What if we dared to look deeply and stayed long enough to gain trusted access into this hidden place? We may discover a world that’s pleading to be inhabited, where the ground is lush with life and love, and the soil is fertile for growing so many things new. Where treasure remains unearthed because no one’s yet dug deep enough to find it. Where the fraudulent belief that knowing someone is a finite process actually dissipates and then stretches into the wondrously wild and borderless expanse that was breathed into man by the One who is infinite.

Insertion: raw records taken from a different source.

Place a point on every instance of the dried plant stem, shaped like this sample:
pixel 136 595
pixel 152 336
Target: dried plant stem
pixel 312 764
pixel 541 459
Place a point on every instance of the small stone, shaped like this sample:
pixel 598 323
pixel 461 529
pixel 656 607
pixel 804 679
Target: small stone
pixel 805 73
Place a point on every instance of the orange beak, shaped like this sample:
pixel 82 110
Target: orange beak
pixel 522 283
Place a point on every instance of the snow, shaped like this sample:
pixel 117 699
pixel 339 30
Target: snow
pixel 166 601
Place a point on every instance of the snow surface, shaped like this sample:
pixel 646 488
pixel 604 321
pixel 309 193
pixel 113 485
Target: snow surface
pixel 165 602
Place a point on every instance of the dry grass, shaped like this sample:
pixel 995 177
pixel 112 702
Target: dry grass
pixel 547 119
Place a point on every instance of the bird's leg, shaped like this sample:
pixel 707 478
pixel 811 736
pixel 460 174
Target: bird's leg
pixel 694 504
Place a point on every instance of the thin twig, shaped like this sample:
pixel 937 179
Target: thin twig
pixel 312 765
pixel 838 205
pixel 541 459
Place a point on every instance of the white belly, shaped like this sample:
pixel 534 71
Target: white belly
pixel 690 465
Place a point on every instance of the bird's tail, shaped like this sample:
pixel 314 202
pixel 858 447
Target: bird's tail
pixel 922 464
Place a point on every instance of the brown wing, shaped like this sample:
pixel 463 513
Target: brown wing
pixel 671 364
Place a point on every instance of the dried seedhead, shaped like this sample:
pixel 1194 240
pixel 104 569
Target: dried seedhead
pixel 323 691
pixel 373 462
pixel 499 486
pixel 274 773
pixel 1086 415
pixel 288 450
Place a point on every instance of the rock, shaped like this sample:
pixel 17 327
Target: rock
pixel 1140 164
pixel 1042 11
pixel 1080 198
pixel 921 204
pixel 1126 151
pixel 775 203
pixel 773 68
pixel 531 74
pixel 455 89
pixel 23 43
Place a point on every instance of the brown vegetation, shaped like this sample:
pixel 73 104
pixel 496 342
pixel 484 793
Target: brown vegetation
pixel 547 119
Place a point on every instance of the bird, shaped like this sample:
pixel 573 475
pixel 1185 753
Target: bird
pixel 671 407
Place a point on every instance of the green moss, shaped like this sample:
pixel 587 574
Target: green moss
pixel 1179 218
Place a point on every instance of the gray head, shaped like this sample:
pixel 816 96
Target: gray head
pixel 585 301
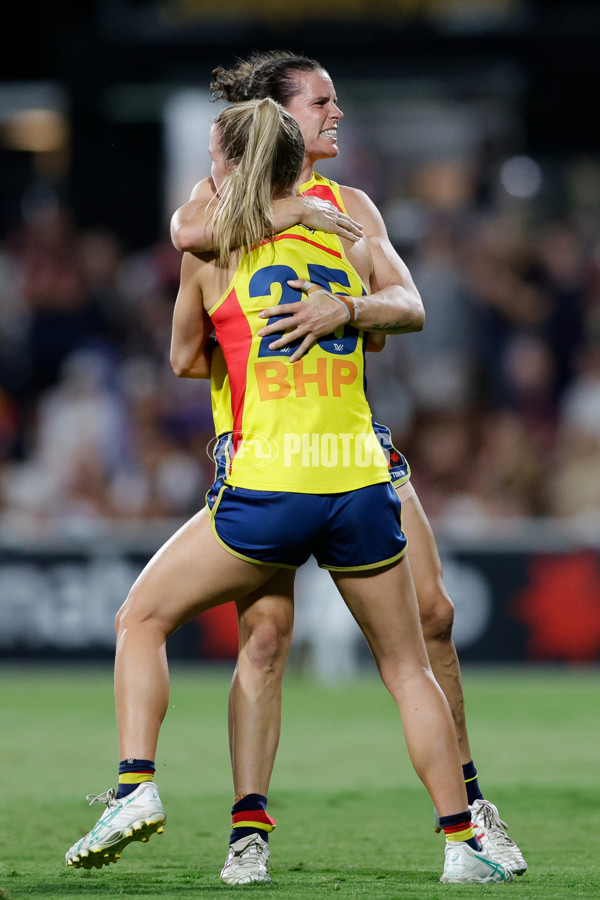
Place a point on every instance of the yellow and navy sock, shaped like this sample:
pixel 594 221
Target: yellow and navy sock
pixel 471 783
pixel 249 816
pixel 132 772
pixel 460 828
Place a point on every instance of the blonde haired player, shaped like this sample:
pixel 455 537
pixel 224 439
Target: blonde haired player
pixel 247 536
pixel 305 89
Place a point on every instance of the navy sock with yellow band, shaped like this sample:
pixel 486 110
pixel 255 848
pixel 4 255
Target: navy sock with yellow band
pixel 249 816
pixel 460 828
pixel 132 773
pixel 471 783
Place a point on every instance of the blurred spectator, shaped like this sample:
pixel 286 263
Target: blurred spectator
pixel 496 403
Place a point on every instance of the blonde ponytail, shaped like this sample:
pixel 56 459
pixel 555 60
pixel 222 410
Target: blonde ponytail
pixel 265 144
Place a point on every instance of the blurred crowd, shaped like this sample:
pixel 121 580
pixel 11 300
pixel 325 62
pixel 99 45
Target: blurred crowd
pixel 496 404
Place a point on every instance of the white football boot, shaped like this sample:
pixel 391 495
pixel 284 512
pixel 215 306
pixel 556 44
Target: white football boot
pixel 492 834
pixel 134 817
pixel 463 865
pixel 247 861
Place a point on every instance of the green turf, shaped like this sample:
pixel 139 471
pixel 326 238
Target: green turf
pixel 353 820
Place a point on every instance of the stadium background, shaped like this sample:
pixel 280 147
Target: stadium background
pixel 472 126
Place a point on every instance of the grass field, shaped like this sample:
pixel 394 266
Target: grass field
pixel 353 820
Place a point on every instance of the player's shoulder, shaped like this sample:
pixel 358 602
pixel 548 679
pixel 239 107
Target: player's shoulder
pixel 357 201
pixel 205 188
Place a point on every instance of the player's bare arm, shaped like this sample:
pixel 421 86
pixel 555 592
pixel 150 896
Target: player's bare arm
pixel 191 343
pixel 191 224
pixel 394 305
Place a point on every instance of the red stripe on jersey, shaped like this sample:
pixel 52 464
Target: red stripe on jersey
pixel 299 237
pixel 235 337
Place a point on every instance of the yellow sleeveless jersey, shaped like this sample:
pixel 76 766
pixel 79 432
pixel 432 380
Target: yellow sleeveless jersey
pixel 305 427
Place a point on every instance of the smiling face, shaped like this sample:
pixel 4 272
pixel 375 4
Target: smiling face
pixel 314 108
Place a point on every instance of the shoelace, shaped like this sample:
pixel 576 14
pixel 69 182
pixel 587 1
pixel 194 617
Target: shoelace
pixel 108 797
pixel 493 822
pixel 250 855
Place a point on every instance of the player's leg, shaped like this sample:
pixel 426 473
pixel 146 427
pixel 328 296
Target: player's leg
pixel 189 574
pixel 437 616
pixel 435 609
pixel 384 603
pixel 265 624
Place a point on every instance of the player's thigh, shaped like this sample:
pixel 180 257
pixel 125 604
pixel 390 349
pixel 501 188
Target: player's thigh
pixel 191 573
pixel 266 617
pixel 423 553
pixel 384 604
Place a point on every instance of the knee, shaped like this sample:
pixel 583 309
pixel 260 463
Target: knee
pixel 267 643
pixel 129 614
pixel 437 613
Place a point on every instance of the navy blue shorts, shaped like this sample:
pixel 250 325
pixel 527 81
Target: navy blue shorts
pixel 355 530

But to many—to most, more often than not—this hidden place is too hazardous a path to travel because it requires a conscious choice to step over awkward and into the delicate and fragile territory of the unchartered human soul. It’s risky business here because easy answers don’t work, and listening is more profitable than being heard, and questions become the shovel to the buried treasure of the heart.


And really, isn’t there some truth to the thought that we’ve been lulled into this belief that comfortable clichés are enough? That communicating knowledge and being heard are the same as being known? And those years marked off on the calendar equal knowing someone instead of what they really are … just time?

I wonder how much would change if we dared to look deeply?